Will labor migration cause the speeding up of social security reforms?
The hot debate on opening up of labor markets of “old” EU states has much more angles than in traditionally perceived. Feared by the West and most desired by the East, it seems to be of important magnitude: in the UK, there are 350 thousand legal workers from the NMS, ( Commission Report ) of which most relatively young (80% under the age of 34, 44% under the age of 24), with another 100 thousand in Ireland.
This migration, seen sometimes as a solution to many of the CEECs economic woes, is often being implicitly encouraged as contributing to the reduction of unemployment. But it may just turn out that it will create more troubles than it will bring gains – unless crucial reforms are sped up in Central and Eastern Europe.

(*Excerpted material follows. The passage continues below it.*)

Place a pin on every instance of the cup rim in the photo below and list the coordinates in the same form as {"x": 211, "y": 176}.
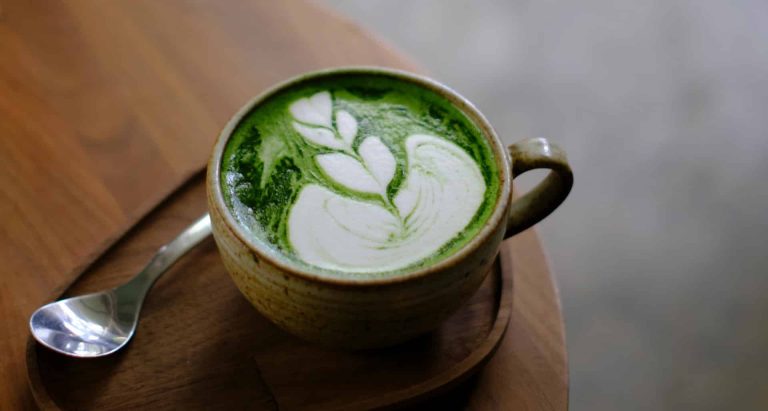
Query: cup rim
{"x": 501, "y": 157}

The picture is not as beautiful as often painted – there are quite a few arguments that should lead analysts to give a closer look at the structure of this migration.
First of all, it is important who leaves. As most of the CEECs have at least partial pay-as-you-go retirement schemes, the question whether the people that do leave would be able to get a job at home may be quite important. If it is an unemployed, who receives benefit and has little prospect of finding a job at home that goes this should reduce the burden on the ones that stay. But if it is young people, people working, or potentially able to find a job in the near future that leave – this may at a point pose a threat to the sustainability of the social security systems and especially pension schemes. The outflow of (potential contributors) reduces the revenue of social security schemes – at the same time leading to an increase in the burden on the workers that remain in the country. And this burden is already relatively high, compared to total labor costs (see Figure 1).
Second, it matters in what character these people go – if the migration is temporary, but workers come back to set up there own businesses once they gather some capital – this may eventually reduce the pressures. But if they stay abroad, they will contribute to the pension schemes in there new home countries instead of the NMS, while even without taking this migration into account dependency ratios in CEECs are expected to increase substantially in the next years. Thus the burden on the ones that remain should increase even further.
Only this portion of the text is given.